The distinction between model training costs and total corporate investment highlights the continuous importance of substantial resources in the development of AI. It suggests that although engineering efficiency can be improved, remaining competitive in AI still requires significant capital investment.
Amodei describes the moment present in the development of AI as unique but fleeting.
“Therefore, we are in an interesting cross point ‘, where it is temporarily the case that several companies can produce good reasoning models,” he wrote. “This will cease to be true as everyone moves above in the scale curve on these models.”
This observation provides a crucial context to understand the current state of the IA competition. The capacity of multiple companies to achieve similar results in reasoning capabilities represents a temporary phenomenon instead of a new status quo.
The implications are significant for the future of AI development. As companies continue to expand their models, particularly in the intensive area of reinforcement learning resources, it is likely that the field once again differentiates depending on who can invest more in training and infrastructure. This suggests that although Deepseek has achieved an impressive milestone, it has not fundamentally altered the long -term economy of the advanced development of AI.
Amodei’s detailed analysis of Deepseek’s achievements cut weeks of market speculation to expose the real economy of advanced AI systems. Its blog publication systematically dismantles both panic and enthusiasm that followed the announcement of Deepseek, showing how the cost of training model of $ 6 million of the company fits within the constant march of the development of AI.
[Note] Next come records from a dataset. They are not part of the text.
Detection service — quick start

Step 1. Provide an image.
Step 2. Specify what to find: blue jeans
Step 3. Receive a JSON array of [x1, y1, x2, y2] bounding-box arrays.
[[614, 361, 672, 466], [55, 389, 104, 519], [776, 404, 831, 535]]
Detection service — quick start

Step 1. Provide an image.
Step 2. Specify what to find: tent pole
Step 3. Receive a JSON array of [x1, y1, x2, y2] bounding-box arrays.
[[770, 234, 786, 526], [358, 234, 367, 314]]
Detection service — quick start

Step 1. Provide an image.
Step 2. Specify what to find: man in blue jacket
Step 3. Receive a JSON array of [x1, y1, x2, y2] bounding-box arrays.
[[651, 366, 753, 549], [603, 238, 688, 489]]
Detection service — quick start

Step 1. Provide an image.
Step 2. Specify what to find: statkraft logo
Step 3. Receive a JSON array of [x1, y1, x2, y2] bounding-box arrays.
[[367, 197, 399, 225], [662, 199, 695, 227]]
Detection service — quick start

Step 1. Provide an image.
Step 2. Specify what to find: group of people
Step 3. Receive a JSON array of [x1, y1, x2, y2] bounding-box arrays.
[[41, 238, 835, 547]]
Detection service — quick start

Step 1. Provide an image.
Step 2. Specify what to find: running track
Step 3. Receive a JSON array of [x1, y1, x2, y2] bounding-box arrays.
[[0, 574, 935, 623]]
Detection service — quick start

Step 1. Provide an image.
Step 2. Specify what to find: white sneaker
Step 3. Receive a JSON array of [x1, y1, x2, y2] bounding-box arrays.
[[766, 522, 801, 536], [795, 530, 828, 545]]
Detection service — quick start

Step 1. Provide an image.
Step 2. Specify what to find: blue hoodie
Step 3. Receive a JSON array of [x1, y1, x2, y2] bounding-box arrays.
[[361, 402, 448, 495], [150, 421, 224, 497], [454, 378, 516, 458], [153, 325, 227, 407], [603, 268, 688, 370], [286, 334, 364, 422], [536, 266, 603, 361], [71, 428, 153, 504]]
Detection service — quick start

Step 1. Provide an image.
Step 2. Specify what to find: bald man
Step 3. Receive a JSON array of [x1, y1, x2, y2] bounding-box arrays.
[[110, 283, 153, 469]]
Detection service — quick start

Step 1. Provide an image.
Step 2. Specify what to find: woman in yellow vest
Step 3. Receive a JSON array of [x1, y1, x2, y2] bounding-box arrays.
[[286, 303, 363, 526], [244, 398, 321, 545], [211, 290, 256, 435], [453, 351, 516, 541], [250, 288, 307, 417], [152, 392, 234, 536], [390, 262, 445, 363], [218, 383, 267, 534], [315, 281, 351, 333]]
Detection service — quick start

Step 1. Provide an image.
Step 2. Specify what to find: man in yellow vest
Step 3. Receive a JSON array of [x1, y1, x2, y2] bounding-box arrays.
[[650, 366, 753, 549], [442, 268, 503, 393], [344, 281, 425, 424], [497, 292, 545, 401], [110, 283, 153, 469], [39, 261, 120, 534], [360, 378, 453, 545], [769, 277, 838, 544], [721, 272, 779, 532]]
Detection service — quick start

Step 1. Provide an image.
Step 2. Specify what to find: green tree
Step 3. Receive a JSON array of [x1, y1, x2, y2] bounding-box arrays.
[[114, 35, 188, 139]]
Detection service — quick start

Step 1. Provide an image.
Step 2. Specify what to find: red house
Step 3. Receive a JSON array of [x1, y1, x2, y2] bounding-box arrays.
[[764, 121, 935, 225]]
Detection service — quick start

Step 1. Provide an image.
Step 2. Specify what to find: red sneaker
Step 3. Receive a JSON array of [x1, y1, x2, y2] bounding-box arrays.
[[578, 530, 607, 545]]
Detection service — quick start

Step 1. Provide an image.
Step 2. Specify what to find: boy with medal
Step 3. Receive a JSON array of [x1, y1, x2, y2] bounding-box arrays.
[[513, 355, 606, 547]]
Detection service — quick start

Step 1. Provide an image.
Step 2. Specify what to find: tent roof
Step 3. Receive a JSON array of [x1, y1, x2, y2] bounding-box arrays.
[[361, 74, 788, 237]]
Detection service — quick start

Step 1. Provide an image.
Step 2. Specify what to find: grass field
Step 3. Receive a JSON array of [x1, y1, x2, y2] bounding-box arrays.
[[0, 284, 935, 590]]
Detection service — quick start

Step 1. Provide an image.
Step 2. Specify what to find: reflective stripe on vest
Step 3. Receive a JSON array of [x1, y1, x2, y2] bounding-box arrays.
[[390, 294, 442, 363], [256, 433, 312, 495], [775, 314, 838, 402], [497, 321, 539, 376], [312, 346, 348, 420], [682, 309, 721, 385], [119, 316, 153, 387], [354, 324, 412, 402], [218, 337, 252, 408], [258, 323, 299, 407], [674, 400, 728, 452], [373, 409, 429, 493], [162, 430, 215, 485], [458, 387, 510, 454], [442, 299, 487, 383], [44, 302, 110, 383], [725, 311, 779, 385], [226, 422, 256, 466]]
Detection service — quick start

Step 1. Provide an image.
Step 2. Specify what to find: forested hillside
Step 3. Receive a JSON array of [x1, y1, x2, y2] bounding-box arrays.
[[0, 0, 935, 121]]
The markets and the media gravitate towards simple narratives, and the history of a Chinese company that dramatically undermine the development costs of the AI of the United States was irresistible. However, Amodei’s breakdown reveals a more complex reality: Deepseek’s total investment, particularly its $ 1 billion in computing hardware, reflects the expenditure of its American counterparts.
This moment of cost parity between the development of AI and China marks what Amodei calls a “crossing point”, a temporary window where multiple companies can achieve similar results. Its analysis suggests that this window will close as the training capabilities and training demands intensify. The field will probably favor organizations with the deepest resources.
The construction of advanced AI remains an expensive effort, and the careful examination of Amodei shows why measuring its true cost requires examining the full scope of the investment. Its methodical deconstruction of Deepseek’s achievements can be more significant than the initial announcement that caused such turbulence in the markets.